In [1]:
import pandas as pd
import nltk
from nltk import word_tokenize

In [2]:
# Configure lemmatizer
# nltk uses treebank tags. WNLemmatizer uses ADJ, ADJ_SAT, ADV, NOUN, VERB = 'a', 's', 'r', 'n', 'v'
# use get_wordnet_pos to convert treebank tags to wordnet tags before lemmatizing
from nltk.stem.wordnet import WordNetLemmatizer
lemmatizer = WordNetLemmatizer()

from nltk.corpus import wordnet

def get_wordnet_pos(treebank_tag):

    if treebank_tag.startswith('J'):
        return wordnet.ADJ
    elif treebank_tag.startswith('V'):
        return wordnet.VERB
    elif treebank_tag.startswith('N'):
        return wordnet.NOUN
    elif treebank_tag.startswith('R'):
        return wordnet.ADV
    else:
        return 'n'

In [3]:
df = pd.read_csv('../data/train.csv', index_col="id")

In [4]:
df.head()

Unnamed: 0_level_0,qid1,qid2,question1,question2,is_duplicate
id,Unnamed: 1_level_1,Unnamed: 2_level_1,Unnamed: 3_level_1,Unnamed: 4_level_1,Unnamed: 5_level_1
0,1,2,What is the step by step guide to invest in sh...,What is the step by step guide to invest in sh...,0
1,3,4,What is the story of Kohinoor (Koh-i-Noor) Dia...,What would happen if the Indian government sto...,0
2,5,6,How can I increase the speed of my internet co...,How can Internet speed be increased by hacking...,0
3,7,8,Why am I mentally very lonely? How can I solve...,Find the remainder when [math]23^{24}[/math] i...,0
4,9,10,"Which one dissolve in water quikly sugar, salt...",Which fish would survive in salt water?,0


id - the id of a training set question pair

qid1, qid2 - unique ids of each question (only available in train.csv)

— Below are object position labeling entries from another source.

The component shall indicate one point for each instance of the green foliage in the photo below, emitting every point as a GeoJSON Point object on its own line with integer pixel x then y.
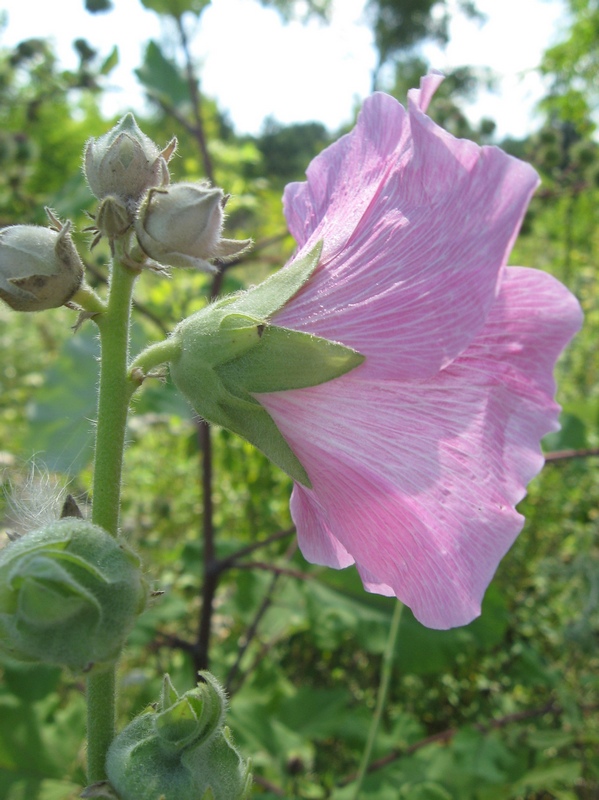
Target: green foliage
{"type": "Point", "coordinates": [573, 65]}
{"type": "Point", "coordinates": [503, 708]}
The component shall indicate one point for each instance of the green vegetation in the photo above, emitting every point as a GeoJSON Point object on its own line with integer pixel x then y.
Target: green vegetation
{"type": "Point", "coordinates": [506, 708]}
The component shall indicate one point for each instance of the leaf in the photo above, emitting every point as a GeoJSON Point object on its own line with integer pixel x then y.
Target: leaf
{"type": "Point", "coordinates": [161, 77]}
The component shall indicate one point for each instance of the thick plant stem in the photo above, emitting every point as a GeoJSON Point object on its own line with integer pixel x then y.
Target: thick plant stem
{"type": "Point", "coordinates": [381, 699]}
{"type": "Point", "coordinates": [113, 405]}
{"type": "Point", "coordinates": [101, 715]}
{"type": "Point", "coordinates": [115, 393]}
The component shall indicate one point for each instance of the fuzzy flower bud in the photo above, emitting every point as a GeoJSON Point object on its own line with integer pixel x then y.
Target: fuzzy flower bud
{"type": "Point", "coordinates": [179, 750]}
{"type": "Point", "coordinates": [69, 595]}
{"type": "Point", "coordinates": [39, 267]}
{"type": "Point", "coordinates": [125, 163]}
{"type": "Point", "coordinates": [181, 226]}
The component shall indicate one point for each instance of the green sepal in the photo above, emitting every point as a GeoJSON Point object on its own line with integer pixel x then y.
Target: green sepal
{"type": "Point", "coordinates": [215, 402]}
{"type": "Point", "coordinates": [270, 296]}
{"type": "Point", "coordinates": [229, 352]}
{"type": "Point", "coordinates": [284, 359]}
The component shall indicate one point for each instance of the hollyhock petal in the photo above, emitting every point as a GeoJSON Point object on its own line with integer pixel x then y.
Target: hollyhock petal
{"type": "Point", "coordinates": [317, 543]}
{"type": "Point", "coordinates": [418, 480]}
{"type": "Point", "coordinates": [416, 225]}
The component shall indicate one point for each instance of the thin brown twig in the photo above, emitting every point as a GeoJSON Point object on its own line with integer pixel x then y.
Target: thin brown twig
{"type": "Point", "coordinates": [264, 565]}
{"type": "Point", "coordinates": [253, 628]}
{"type": "Point", "coordinates": [196, 101]}
{"type": "Point", "coordinates": [231, 561]}
{"type": "Point", "coordinates": [559, 455]}
{"type": "Point", "coordinates": [444, 736]}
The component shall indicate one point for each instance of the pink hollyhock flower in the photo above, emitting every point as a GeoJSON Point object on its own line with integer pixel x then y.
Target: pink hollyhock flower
{"type": "Point", "coordinates": [418, 457]}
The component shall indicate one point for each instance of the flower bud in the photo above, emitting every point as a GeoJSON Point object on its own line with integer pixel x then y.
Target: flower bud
{"type": "Point", "coordinates": [125, 163]}
{"type": "Point", "coordinates": [181, 226]}
{"type": "Point", "coordinates": [39, 267]}
{"type": "Point", "coordinates": [179, 750]}
{"type": "Point", "coordinates": [69, 595]}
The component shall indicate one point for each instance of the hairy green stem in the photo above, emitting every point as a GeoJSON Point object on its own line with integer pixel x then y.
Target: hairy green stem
{"type": "Point", "coordinates": [113, 405]}
{"type": "Point", "coordinates": [386, 671]}
{"type": "Point", "coordinates": [154, 355]}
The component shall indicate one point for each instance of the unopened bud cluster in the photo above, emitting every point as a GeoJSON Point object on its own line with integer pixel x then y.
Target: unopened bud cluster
{"type": "Point", "coordinates": [179, 749]}
{"type": "Point", "coordinates": [176, 225]}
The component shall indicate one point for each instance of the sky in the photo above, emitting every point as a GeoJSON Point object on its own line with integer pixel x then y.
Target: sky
{"type": "Point", "coordinates": [255, 66]}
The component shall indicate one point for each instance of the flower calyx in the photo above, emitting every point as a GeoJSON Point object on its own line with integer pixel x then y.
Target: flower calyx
{"type": "Point", "coordinates": [179, 749]}
{"type": "Point", "coordinates": [125, 163]}
{"type": "Point", "coordinates": [229, 352]}
{"type": "Point", "coordinates": [69, 595]}
{"type": "Point", "coordinates": [40, 267]}
{"type": "Point", "coordinates": [181, 226]}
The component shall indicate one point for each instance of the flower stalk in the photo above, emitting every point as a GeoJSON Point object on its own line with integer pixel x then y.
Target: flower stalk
{"type": "Point", "coordinates": [381, 700]}
{"type": "Point", "coordinates": [115, 394]}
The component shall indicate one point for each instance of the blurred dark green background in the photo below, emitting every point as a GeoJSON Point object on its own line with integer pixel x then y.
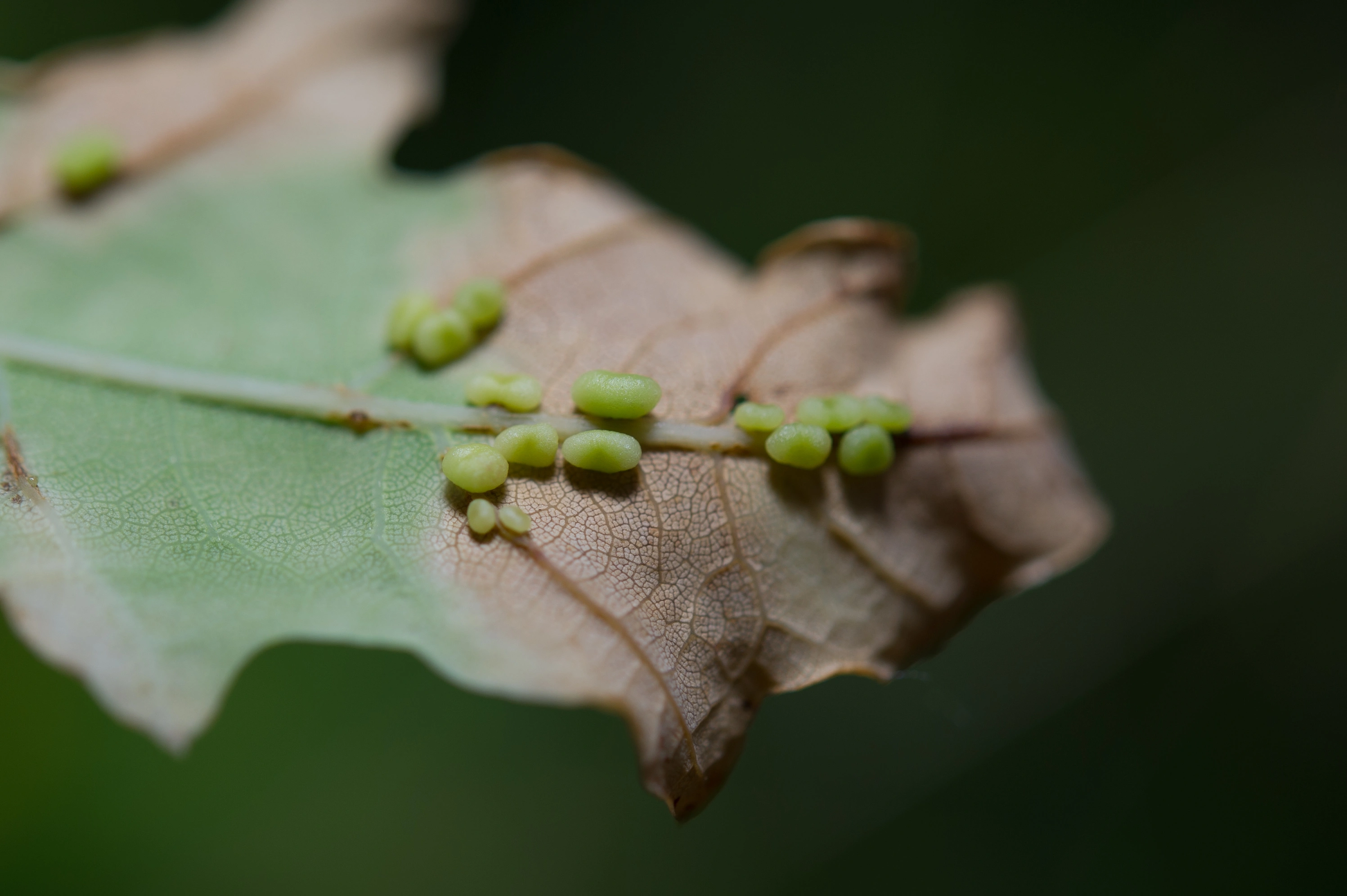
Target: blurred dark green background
{"type": "Point", "coordinates": [1166, 184]}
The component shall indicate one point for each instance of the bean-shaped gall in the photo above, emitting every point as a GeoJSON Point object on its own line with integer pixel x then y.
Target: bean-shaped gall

question1, question2 - the full text of each question
is_duplicate - the target variable, set to 1 if question1 and question2 have essentially the same meaning, and 0 otherwise.

In [5]:
df.shape

(404290, 5)

In [6]:
df.is_duplicate.sum()

149263

In [7]:
# percent duplicate questions == 36.9%
df.is_duplicate.sum() / df.shape[0]

0.369197853026293

In [8]:
# tokenize, lower, tag, lemmatize question text
question1_raw = df.question1

In [9]:
question1_raw[0].lower()

'what is the step by step guide to invest in share market in india?'

In [10]:
tokens = word_tokenize(question1_raw[0])
tokens

['What',
 'is',
 'the',
 'step',
 'by',
 'step',
 'guide',
 'to',
 'invest',
 'in',
 'share',
 'market',
 'in',
 'india',
 '?']

In [11]:
tags = nltk.pos_tag(tokens)
tags

[('What', 'WP'),
 ('is', 'VBZ'),
 ('the', 'DT'),
 ('step', 'NN'),
 ('by', 'IN'),
 ('step', 'NN'),
 ('guide', 'RB'),
 ('to', 'TO'),
 ('invest', 'VB'),
 ('in', 'IN'),
 ('share', 'NN'),
 ('market', 'NN'),
 ('in', 'IN'),
 ('india', 'NN'),
 ('?', '.')]

In [12]:
for x in tokens:
    print(lemmatizer.lemmatize(x, wordnet.VERB))

What
be
the
step
by
step
guide
to
invest
in
share
market
in
india
?


In [13]:
wnl_pos = []
for x in tags:
    wnl_pos.append((x[0], get_wordnet_pos(x[1])))

In [14]:
for x in wnl_pos:
    print(lemmatizer.lemmatize(x[0], x[1]))

What
be
the
step
by
step
guide
to
invest
in
share
market
in
india
?